Fore! Mark Darr’s at the tee

HUPP

the long-abandoned M.M. Cohn department store. The Rep will be ASO’s neighbor to the south, occupying 6,700 square feet in the annex and the second story of M.M. Cohn, and Ballet Arkansas will be The Rep’s neighbor to the south, in the Arkansas building proper. Glass storefronts will create continuity between the arts venues. The symphony, which now operates out of 6,000 square feet in the Heights, will lease its new Main Street space for about the same amount of money it’s paying now, Littlejohn said. The rehearsal space will be used by the symphony, the symphony’s Youth Ensemble, the Community Orchestra, the Rockefeller String Quartet and for private lessons. Littlejohn envisions an “instrument petting zoo” in the lobby. There will be room for an audience of 100 for chamber orchestra performances, Littlejohn said. The symphony has just begun to seek money to furnish the space. It will try to raise $100,000 in donations and grants. Littlejohn said she expects Reed and partners will provide the rest of the finish-out. The Rep raised $400,000 this summer in what Rep producing director Bob Hupp calls “start-up funds” to create a black box theater and classrooms in its space.

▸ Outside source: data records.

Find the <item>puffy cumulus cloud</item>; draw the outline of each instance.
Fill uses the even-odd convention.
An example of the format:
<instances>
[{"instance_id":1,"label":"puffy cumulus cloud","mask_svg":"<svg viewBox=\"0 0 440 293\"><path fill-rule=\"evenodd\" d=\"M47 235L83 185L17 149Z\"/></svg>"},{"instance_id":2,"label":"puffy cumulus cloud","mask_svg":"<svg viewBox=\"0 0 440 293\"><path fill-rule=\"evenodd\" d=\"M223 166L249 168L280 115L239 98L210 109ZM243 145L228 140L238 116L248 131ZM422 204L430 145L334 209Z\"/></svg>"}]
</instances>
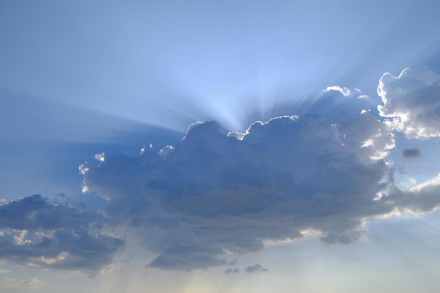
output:
<instances>
[{"instance_id":1,"label":"puffy cumulus cloud","mask_svg":"<svg viewBox=\"0 0 440 293\"><path fill-rule=\"evenodd\" d=\"M112 262L123 241L99 233L105 219L39 195L0 205L0 259L24 266L84 270Z\"/></svg>"},{"instance_id":2,"label":"puffy cumulus cloud","mask_svg":"<svg viewBox=\"0 0 440 293\"><path fill-rule=\"evenodd\" d=\"M402 150L402 155L405 159L415 159L422 155L422 151L418 148L405 148Z\"/></svg>"},{"instance_id":3,"label":"puffy cumulus cloud","mask_svg":"<svg viewBox=\"0 0 440 293\"><path fill-rule=\"evenodd\" d=\"M310 229L325 242L349 243L365 217L395 209L377 198L393 190L382 158L394 138L368 111L342 125L306 115L258 122L244 134L219 129L198 123L166 152L82 167L86 190L108 200L105 215L157 254L148 267L222 265Z\"/></svg>"},{"instance_id":4,"label":"puffy cumulus cloud","mask_svg":"<svg viewBox=\"0 0 440 293\"><path fill-rule=\"evenodd\" d=\"M440 75L422 67L406 68L398 77L387 72L377 93L379 113L386 123L409 138L440 136Z\"/></svg>"},{"instance_id":5,"label":"puffy cumulus cloud","mask_svg":"<svg viewBox=\"0 0 440 293\"><path fill-rule=\"evenodd\" d=\"M339 91L344 97L348 97L351 95L351 91L350 91L349 88L346 88L344 86L327 86L327 89L324 90L324 91L325 92L330 91Z\"/></svg>"}]
</instances>

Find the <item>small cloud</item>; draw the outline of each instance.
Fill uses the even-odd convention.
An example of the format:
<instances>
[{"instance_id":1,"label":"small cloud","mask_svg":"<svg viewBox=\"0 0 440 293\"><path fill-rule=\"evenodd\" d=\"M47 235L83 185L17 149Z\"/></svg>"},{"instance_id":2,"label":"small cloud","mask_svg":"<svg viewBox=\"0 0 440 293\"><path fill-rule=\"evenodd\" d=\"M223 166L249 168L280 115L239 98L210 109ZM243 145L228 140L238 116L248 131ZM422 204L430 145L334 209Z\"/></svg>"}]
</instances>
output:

“We have just concluded what we believe are successful negotiations on our lease, so we’re moving into the design phase of the space,” Rep producing director Robert Hupp said Monday. Hupp said the Rep was still trying to “pin down” a time when the space could open, but he thought late winter was a possibility. Hupp said the funds raised from the capital campaign will allow it to install a sound system, lighting and heating. “More importantly,” he said, “the money helps us underwrite our ability to engage teachers” in the gradual phase-in of classes for school-age actors. The developers will install sprung floors for movement classes at their own expense, Hupp said. “They’re very generous,” Hupp said. The Rep was to have chosen its architectural firm this week. Ballet Arkansas has also signed a lease with Main Street Lofts LLC and will occupy 1,815 square feet; it launched a capital campaign in June to raise $200,000 to fit the space and expects to meet its goal by the end of 2013. It will use the money to install the dancer’s sprung floors and marley surface, mirrors, portable barres and a sound system and for other furnishings. Executive director Lauren Strother said the company hopes to move in after the first of the year. Dancers will have a lounge in the basement, next to another company: Kent Walker Artisan Cheese. Since the work is proceeding from the basement up, developer Reed said, Walker’s space should be the first to be ready for occupation. A stair tower from the basement to the first floor is being poured this week. Walker said the basement, with its naturally low temperatures, will suit cheese storage, and he’ll also perform the art of cheese-making there. This summer, he purchased a 700-gallon cheese vat, which he’s put to use at a temporary location in the warehouse district off East Sixth Street. Walker makes gouda, feta, Leicester, a habanero cheddar and a garlic montasio cow’s milk cheese. There will eventually be a tasting room in Walker’s space, but he said he’ll develop that as a separate business once he gets the cheese-making business going. He said Reed and partners are “helping a lot” with the finish out, though he will do some of it himself.